Jorge Pontual — Isso foi o que o presidente Obama fez durante a sua campanha: ele introduziu essa discussão acerca da moralidade no discurso político, não foi?
Michael Sandel — É interessante. Ele fez isso durante a campanha e isso foi um rompimento com o que muito liberais e democratas anteriores haviam feito. Eles tendiam a ser mais tecnocráticos e a se sentir desconfortáveis com questões morais e espirituais.
Jorge Pontual — Tradicionalmente, eles não falam de religião e moral.
Michael Sandel — E a força de Obama, que veio da tradição liberal e progressista, foi dizer: “não podemos ignorar as questões morais e espirituais”. Fazer isso é um engano, pois assim deixamos os recursos morais mais ricos e poderosos nas mãos dos conservadores religiosos apenas. Ele estava certo sobre isso, e não só sobre isso. Acho que foi isso que o tornou atraente. As pessoas querem que a vida pública trate de questões importantes e, às vezes, de grandes questões morais. Ele fez isso com grande sucesso durante a campanha, mas não foi tão bem-sucedido na hora de transferir esse idealismo moral e cívico para o governo, para a presidência. E o grande desafio dele agora é se reconectar com esse grande vocabulário moral, pois é isso que move, impressiona e inspira as pessoas.
Jorge Pontual — Talvez seja porque o poder sempre requer um meio-termo, e você acaba abrindo mão dos seus valores morais também. Que outro presidente americano foi um grande líder moral? Lincoln?
Michael Sandel — Lincoln é um bom exemplo. Se analisar os discursos dele, seus famosos discursos, ele era muito sintonizado com as questões morais e espirituais da política. É por isso que nos lembramos dele. Então, eu acho que a verdadeira liderança política requer que os líderes políticos não só adotem a linguagem moral e espiritual na política, como também estimulem nos cidadãos a capacidade de fazer isso e, de certo modo, convidar os cidadãos a se tornar filósofos. Há uma sede disso. Porque, com frequência, os políticos não nos permitem fazer isso.
Jorge Pontual — É muito emocionante assistir às suas palestras e ver aqueles jovens se levantando e falando de coisas das quais as pessoas normalmente não falam.

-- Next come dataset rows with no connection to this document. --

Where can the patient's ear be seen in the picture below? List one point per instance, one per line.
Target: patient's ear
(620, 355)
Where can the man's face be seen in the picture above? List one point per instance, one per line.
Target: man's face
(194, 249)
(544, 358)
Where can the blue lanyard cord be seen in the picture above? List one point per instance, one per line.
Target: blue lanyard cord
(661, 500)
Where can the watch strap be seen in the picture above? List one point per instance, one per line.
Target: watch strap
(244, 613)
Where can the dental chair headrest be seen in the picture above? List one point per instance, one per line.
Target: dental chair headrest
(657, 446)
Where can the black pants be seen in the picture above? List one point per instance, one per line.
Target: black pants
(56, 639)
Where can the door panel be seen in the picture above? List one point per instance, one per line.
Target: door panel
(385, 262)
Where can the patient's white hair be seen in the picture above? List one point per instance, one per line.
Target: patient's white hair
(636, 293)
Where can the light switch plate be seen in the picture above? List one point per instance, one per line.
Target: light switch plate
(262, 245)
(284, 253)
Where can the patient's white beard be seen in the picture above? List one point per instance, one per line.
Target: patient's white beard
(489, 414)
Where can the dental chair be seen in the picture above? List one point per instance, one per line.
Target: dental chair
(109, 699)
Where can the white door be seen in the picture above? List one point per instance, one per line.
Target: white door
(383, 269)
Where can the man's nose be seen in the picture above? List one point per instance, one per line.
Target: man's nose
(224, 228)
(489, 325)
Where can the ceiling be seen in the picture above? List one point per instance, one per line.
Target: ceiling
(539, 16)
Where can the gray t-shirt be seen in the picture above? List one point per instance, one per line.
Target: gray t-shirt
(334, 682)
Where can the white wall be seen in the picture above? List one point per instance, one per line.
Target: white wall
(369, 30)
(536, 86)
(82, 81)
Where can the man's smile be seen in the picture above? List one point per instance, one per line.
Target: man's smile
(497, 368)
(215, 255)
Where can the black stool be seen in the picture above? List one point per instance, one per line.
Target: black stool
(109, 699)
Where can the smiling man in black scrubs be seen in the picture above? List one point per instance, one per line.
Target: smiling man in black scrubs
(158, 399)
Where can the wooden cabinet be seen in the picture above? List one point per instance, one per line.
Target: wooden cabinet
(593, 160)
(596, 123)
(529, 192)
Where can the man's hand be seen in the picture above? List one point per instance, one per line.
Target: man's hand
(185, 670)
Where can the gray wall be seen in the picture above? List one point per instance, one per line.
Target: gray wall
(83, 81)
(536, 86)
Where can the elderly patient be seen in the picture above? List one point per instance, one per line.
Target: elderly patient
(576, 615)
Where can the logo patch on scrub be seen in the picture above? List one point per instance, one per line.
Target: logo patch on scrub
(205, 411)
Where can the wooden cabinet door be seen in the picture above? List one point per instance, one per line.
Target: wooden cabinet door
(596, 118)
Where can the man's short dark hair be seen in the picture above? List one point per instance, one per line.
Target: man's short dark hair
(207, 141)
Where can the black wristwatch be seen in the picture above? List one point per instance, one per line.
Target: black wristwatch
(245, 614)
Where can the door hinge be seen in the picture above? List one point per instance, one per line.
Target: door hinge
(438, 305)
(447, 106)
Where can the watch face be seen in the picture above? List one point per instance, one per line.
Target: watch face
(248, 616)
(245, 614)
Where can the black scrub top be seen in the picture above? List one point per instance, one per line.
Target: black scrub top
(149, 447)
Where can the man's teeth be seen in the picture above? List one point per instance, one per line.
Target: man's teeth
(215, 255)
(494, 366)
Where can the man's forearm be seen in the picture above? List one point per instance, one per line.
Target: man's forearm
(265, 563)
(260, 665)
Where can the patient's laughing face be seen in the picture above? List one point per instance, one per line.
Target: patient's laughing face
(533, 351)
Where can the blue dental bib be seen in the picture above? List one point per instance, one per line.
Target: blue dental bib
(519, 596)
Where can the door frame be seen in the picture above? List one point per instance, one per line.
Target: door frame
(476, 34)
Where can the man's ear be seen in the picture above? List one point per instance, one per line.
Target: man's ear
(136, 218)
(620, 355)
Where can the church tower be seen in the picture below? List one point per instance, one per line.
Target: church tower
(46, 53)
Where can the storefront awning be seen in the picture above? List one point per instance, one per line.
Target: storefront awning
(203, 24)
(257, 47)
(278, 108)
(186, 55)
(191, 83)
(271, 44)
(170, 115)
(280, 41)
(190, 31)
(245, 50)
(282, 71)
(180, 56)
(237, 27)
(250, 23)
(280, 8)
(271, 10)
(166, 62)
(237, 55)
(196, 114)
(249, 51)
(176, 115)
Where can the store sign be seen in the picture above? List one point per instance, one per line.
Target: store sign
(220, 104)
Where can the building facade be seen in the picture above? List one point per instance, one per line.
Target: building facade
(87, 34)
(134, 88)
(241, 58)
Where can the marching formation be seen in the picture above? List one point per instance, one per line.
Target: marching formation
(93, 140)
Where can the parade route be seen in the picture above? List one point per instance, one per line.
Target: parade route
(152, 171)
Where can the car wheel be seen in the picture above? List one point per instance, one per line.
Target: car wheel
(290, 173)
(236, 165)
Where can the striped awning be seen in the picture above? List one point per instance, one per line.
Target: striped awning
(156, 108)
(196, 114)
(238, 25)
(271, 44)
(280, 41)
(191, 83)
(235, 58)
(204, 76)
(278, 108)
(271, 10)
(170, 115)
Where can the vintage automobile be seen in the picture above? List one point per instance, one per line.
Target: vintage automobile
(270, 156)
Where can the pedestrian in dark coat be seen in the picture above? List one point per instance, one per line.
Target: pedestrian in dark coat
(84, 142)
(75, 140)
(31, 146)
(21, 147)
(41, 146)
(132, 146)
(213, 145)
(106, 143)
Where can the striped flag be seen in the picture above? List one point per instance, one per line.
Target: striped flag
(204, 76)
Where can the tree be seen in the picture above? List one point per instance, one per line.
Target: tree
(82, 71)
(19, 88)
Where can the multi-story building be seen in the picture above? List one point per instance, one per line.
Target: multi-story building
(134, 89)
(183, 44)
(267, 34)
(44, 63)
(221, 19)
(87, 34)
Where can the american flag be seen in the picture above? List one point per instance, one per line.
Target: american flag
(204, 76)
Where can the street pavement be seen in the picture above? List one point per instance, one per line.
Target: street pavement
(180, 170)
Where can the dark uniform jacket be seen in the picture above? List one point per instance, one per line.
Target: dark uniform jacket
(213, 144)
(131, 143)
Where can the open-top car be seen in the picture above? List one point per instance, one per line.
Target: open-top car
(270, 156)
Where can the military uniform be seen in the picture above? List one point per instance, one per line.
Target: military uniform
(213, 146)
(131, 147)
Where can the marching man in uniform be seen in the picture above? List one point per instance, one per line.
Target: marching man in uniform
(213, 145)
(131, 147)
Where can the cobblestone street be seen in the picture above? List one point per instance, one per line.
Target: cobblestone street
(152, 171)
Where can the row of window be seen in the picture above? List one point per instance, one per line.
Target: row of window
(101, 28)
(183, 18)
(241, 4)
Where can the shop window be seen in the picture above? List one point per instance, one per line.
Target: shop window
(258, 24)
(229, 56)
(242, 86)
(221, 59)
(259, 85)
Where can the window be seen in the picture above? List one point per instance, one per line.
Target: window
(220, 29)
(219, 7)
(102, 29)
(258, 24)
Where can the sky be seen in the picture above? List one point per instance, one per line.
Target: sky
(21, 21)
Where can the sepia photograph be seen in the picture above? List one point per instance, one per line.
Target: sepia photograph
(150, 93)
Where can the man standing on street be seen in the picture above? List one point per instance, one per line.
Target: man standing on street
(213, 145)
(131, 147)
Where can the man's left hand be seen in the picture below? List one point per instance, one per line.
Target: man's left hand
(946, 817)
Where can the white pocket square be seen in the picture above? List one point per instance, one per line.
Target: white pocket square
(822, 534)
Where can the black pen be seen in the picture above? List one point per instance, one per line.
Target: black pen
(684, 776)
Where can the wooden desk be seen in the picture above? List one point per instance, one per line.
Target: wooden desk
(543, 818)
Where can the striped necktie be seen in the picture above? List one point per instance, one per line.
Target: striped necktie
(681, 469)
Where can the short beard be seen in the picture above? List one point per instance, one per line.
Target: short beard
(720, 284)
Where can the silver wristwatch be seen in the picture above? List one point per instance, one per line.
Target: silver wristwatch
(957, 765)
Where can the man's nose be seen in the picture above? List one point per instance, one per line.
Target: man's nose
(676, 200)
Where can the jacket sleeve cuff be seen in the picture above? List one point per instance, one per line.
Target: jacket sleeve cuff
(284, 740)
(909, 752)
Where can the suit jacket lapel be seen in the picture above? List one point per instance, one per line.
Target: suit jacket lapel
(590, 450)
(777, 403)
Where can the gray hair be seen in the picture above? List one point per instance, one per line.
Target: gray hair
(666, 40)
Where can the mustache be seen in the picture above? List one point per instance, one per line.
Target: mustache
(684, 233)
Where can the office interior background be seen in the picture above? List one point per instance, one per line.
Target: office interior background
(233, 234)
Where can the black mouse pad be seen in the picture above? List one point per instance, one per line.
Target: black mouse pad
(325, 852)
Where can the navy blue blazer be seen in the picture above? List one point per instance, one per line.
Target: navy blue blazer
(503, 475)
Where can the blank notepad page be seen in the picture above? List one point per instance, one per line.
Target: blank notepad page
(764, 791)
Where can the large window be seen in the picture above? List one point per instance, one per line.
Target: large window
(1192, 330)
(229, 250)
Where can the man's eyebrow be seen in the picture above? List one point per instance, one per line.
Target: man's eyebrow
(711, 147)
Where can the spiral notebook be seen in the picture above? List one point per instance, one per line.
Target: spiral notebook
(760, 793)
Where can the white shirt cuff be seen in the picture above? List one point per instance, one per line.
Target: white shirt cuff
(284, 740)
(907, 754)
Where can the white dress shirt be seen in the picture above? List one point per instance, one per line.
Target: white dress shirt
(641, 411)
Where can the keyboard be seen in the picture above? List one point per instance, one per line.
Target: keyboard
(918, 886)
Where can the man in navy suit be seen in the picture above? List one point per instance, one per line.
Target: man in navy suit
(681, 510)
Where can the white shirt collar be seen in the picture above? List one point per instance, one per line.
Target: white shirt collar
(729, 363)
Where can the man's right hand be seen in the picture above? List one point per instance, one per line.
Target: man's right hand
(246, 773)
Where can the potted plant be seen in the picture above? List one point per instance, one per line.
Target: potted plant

O que é um bem maior? O que é a liberdade? E o fato de você levar até eles Aristóteles, essa ideia do propósito maior. Há uma palavra…
Michael Sandel — Sim, telos.
Jorge Pontual — Fale sobre isso. Como os jovens se relacionam com isso?
Michael Sandel — Antes de mais nada, eu quero apresentar aos estudantes e aos leitores do livro as principais ideias filosóficas que informam os políticos contemporâneos. Na maior parte das vezes, há um choque entre os que acreditam em livre mercado, direitos de propriedade, ideias libertárias e ideias utilitárias — como aumentar o PIB — e aqueles que dizem que precisamos ter um estado de bem estar social decente, que respeite os direitos dos pobres e garanta que eles tenham uma rede de proteção. São debates que todos já conhecem: mais impostos, menos impostos, mais regulação pelo governo, menos regulação pelo governo. Esses debates todos conhecem. Mas eu quero ir além desses debates para lembrar aos estudantes de que há uma outra maneira de enxergar a vida pública. Aristóteles, com sua ideia do telos, ou “propósito”, dizia que os telos da comunidade política não é primordialmente econômico, não é apenas outra maneira de conseguirmos o que queremos, enquanto consumidores individuais. Isso é um mercado. Pode ser um mercado grande, pode ser um mercado global, mas não é uma comunidade política. E a razão de não ser, nas palavras dele, é porque a comunidade politica deve servir a algo maior, deve servir a uma vida boa. A razão pela qual nos reunimos em comunidades políticas é para nos melhorar, para elevar nosso caráter, para aprender a debater uns com os outros, para exercitar nossa capacidade de julgamento. Esse é o telos para Aristóteles, o telos de uma comunidade política, e está ligado à nossa natureza humana, ao que é ser um ser humano. Essa ideia é verdade. Não poderíamos nos realizar completamente como seres humanos vivendo uma vida puramente privada, como consumidores, pois a vida é muito maior do que isso. Os seres humanos se moldam ao se comprometerem uns com os outros, em uma vida em comum, deliberando, compartilhando regras. Isso afeta nosso caráter, nossa capacidade de desenvolver um juízo de valor, preocupações e um sentimento de responsabilidade mútua para com os outros. Com isso, voltamos ao que eu sugeria antes. Eu não acho que podemos ou devemos separar questões relativas à vida com conforto de questões políticas e de como devemos governar a sociedade.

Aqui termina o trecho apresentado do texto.